= Hairs in the Palm of the Hand =

1981 children's novel by Jan Mark

Hairs in the Palm of the Hand is a children's book by British author Jan Mark, published in 1981. It consists of two novellas, Time and the Hour and Chutzpah.

==Time and the Hour==

The story takes place at an all boys' school with one particular class called 1x. One of the students, Martin Bennett is keeping a record of how much time is being wasted and saved during each school day for fun.

When school troublemaker Addison realizes what Martin is up to, him and some of the other classmates Forbes, Hopkins, Luckhurst and Traill decide to make a wager of how much they can save and waste during the next week with Martin being the bookmaker and Forbes being his supervisor, despite the Deputy Headmaster issuing a gambling ban.

Whoever won would collect his winnings at the 125 bus stop, if it came out even, no one would win.

The next week becomes chaotic mostly with Hopkins (who bet wasting 49 minutes) and Addison (who bet saving 15 minutes) trying to win their bets by incidents and distractions, whilst annoying quite a lot of their teachers.

However eventually all the teachers find out what's going on, especially when Martin accidentally hands in the time wasting sheet instead of his test paper to one of the teachers Mr. Holland by mistake and after a fire drill, no one ends up winning the wager much to Addison's annoyance.

==Chutzpah==

The story is about a teenage girl called Eileen Skeates who decides to visit a mixed comprehensive named Shepway school. She causes a lot of chaos during her visit and turns the school into an uproar.

Her actions include giving out false names of Julie Smith, Susan Tucker and Deborah Clark when challenged by several teachers, introducing the third year girls to feminist politics and encouraging the sixth form to squat in an unused classroom.

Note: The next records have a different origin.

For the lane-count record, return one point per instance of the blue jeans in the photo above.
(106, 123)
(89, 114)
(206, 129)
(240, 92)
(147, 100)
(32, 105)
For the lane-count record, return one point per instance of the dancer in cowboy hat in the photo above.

She meets a girl called Lisa Donovan, who thinks she's barmy because of her carefree attitude and the way she keeps causing trouble.
Later after a long chat with each other, the teachers realize what Eileen has been up to and one of them catch her.
Whilst being taken to the Headmaster's office, she escapes after the teacher is trying to deal with the sixth form incident that Eileen had caused which allows the girl to sneak away. After saying goodbye to Lisa who is with a few other girls she met and telling them why she came to their school, Eileen goes back home.